Steel from the three truck bays will be salvaged at Jonesville’s station 2 in Clifton Park and go into an expanded facility at the same location. (Photo submitted)

Steel from the three truck bays will be salvaged at Jonesville’s station 2 in Clifton Park and go into an expanded facility at the same location. (Photo submitted)

— Jonesville Fire District officials say the department’s aging Station 2 on Route 146A in Clifton Park is in dire need of renovation, but first the district’s taxpayers will have to approve the borrowing of over one million dollars for the project.

Plans for a significant upgrade have been drafted, and a public forum will be held on Thursday, March 22, at 7 p.m. at the station, followed bya public referendum on borrowing money for the project on April 3.

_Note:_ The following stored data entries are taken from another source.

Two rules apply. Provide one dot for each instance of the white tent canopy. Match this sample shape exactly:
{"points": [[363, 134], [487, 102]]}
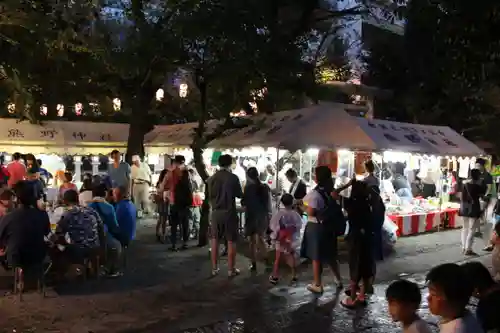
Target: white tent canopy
{"points": [[320, 126], [60, 137], [424, 139], [329, 126], [171, 136]]}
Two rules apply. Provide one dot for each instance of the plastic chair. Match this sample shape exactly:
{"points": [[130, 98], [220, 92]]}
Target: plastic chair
{"points": [[39, 271], [92, 262]]}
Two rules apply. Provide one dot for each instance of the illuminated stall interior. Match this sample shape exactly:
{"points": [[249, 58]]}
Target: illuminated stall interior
{"points": [[77, 147]]}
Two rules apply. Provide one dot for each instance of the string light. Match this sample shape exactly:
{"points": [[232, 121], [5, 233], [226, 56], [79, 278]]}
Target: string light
{"points": [[160, 94], [183, 90], [117, 104], [60, 110], [78, 109]]}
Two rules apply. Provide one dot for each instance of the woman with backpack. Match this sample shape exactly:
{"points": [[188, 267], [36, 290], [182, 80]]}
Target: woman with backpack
{"points": [[257, 202], [324, 223], [360, 243], [470, 210]]}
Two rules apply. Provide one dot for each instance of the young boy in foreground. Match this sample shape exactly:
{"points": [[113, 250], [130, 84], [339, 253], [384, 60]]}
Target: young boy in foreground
{"points": [[403, 298], [449, 294], [285, 231]]}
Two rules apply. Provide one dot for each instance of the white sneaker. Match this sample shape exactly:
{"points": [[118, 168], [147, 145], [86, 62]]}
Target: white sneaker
{"points": [[315, 288], [234, 272]]}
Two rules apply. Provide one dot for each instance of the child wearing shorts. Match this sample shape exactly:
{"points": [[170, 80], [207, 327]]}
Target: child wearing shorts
{"points": [[403, 298], [285, 228]]}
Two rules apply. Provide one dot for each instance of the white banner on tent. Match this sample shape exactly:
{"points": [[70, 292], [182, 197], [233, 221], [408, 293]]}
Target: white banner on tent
{"points": [[325, 125], [18, 132], [425, 139]]}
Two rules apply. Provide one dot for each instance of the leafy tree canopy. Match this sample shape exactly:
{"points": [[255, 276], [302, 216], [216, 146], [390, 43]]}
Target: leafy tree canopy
{"points": [[447, 70]]}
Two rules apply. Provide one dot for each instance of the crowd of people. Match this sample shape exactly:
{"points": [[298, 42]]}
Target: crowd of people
{"points": [[451, 287], [101, 218], [98, 219]]}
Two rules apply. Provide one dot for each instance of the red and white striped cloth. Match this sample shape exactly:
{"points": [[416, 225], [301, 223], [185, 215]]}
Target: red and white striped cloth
{"points": [[412, 224]]}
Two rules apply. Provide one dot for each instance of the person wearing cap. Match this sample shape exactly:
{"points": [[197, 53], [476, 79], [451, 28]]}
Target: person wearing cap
{"points": [[141, 181], [7, 198], [16, 169], [119, 171], [23, 230]]}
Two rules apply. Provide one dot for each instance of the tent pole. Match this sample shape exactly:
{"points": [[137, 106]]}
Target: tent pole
{"points": [[278, 189]]}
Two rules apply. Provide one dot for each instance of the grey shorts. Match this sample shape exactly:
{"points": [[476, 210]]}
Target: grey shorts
{"points": [[224, 224], [256, 225]]}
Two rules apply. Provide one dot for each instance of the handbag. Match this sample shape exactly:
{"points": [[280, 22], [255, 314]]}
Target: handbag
{"points": [[465, 206], [332, 213]]}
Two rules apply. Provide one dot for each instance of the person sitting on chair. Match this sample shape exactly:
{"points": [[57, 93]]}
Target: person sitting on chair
{"points": [[23, 230], [83, 226]]}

Voters turned down two previous referendums in 2006, both of which called for a completely new and larger building than what is proposed now. In July 2006, cost for the project was slated at $4.2 million. In December 2006, it was $3.8 million.

The existing station is 6,400 square feet. After the proposed renovation, which includes retention of part of the building, it would stand at 8,700 square feet. The cost for the entire project is pegged at $2.2 million, $633,000 of which will be taken from the department’s building reserve fund.The department also plans to sell a piece of property owned by the district on Center Road, leaving a cost of $1.2 that would be bonded. Residents of the district will have the chance to vote on that borrowing.

To aid in the decision making process, a committee of 16 people was formed. Eight members of the committee were from the fire district, and eight were taxpayers. The previous referendums did not involve a committee that included taxpayers.

“The building is not getting any younger. The committee looked at nine options including moving to somewhere else, having a dual building with the town and fixing what we have. We’ve looked at all the costs,” said Jim Miller, chairman of the board of fire commissioners, of options for the nearly 40-year-old building.